Il Discorso esteso della notte di plenilunio

(Estratto)

Atha kho aññatarassa bhikkhuno evaṃ cetaso parivitakko udapādi: «iti kira, bho, rūpaṃ anattā, vedanā anattā, saññā anattā, saṅkhārā anattā, viññāṇaṃ anattā; anattakatāni kammāni kamattānaṃ phusissantī”ti?»

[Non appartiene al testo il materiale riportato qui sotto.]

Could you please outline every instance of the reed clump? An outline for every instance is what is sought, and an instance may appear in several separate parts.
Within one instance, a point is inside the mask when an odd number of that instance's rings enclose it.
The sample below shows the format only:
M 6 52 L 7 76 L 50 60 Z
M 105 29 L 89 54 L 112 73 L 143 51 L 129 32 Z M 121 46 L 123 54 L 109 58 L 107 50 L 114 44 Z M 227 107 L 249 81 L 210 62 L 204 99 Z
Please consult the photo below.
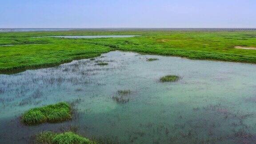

Quindi, ad un certo monaco venne in mente questa riflessione: «Se la forma è non-sé, la sensazione è non-sé, la percezione è non-sé, le intenzioni sono non-sé, la cognizione è non-sé, quale sé verrà raggiunto [dai risultati] delle azioni compiute da ciò che non possiede un sé?» [1]

Atha kho bhagavā tassa bhikkhuno cetasā ceto­pari­vitak­ka­maññāya bhikkhū āmantesi: «ṭhānaṃ kho panetaṃ, bhikkhave, vijjati yaṃ idhekacco moghapuriso avidvā avijjāgato taṇ­hādhipa­teyyena cetasā satthu sāsanaṃ atidhāvitabbaṃ maññeyya:»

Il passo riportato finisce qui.